Prostate cancer grading on biopsies is an important factor for therapeutic decision-making. Alternative grading systems could have added value in comprehensive risk stratification after biopsy, for instance supporting identification of candidates for active surveillance among IQ-Gleason1 and cGrade1 patients. While tumour grading at radical prostatectomy is mostly prognostic, the new grading schemes could have impact on patient communication and follow-up in the large group of IQ-Gleason1 and cGrade1 men.

The strong points of this study were the detailed monitoring of Gleason pattern percentages and growth patterns. The retrospective design, short median follow-up period of 54 months and relatively small sample size were restrictions, limiting the power of the statistical analyses. Furthermore, the current RP cohort was specifically enriched for high-grade tumours from other centres to increase statistical power in high-grade patients, which might have introduced a bias.

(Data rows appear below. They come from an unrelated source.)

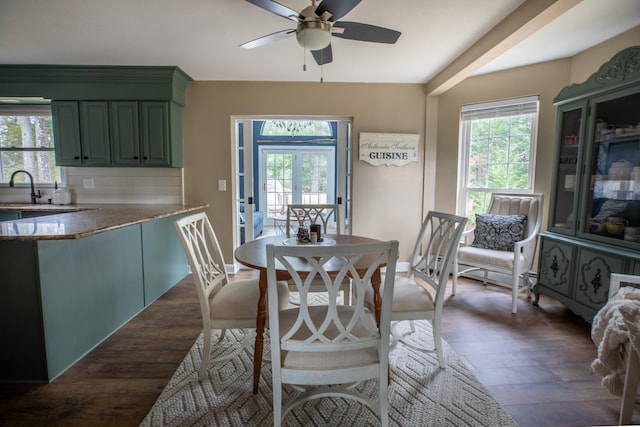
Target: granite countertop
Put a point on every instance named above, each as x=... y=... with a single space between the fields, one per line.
x=76 y=221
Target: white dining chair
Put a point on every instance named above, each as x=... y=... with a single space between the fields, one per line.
x=324 y=350
x=224 y=304
x=420 y=294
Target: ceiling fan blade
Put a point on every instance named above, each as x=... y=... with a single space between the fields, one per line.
x=323 y=56
x=337 y=8
x=268 y=39
x=365 y=32
x=277 y=8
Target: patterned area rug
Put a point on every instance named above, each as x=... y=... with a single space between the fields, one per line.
x=420 y=394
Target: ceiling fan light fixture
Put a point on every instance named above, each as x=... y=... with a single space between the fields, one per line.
x=314 y=35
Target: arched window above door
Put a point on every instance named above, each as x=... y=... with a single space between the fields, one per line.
x=296 y=128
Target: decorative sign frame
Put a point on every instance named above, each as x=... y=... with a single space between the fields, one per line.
x=396 y=149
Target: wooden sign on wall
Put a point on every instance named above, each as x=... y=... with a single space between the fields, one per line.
x=396 y=149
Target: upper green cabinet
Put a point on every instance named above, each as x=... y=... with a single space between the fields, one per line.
x=108 y=116
x=147 y=133
x=66 y=132
x=117 y=133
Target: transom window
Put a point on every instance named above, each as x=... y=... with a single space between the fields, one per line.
x=296 y=128
x=497 y=146
x=26 y=143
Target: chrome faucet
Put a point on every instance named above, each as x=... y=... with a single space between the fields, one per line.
x=34 y=195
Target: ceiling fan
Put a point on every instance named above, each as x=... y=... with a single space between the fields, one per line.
x=318 y=23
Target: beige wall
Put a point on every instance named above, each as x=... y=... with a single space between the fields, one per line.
x=545 y=80
x=387 y=201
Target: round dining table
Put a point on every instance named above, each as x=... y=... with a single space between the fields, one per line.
x=253 y=254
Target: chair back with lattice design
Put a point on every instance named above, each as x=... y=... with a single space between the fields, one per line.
x=331 y=346
x=205 y=257
x=434 y=251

In conclusion, this is the first study validating the clinical performance of two alternative prostate cancer grading systems. We show that both IQ-Gleason and cGrade outperformed GGs in having better discriminative ability for MFS and BCRFS. This study shows that improvement of current prostate cancer grading is possible and could result in comprehensive incorporation of new prognostic pathological parameters in clinical practice.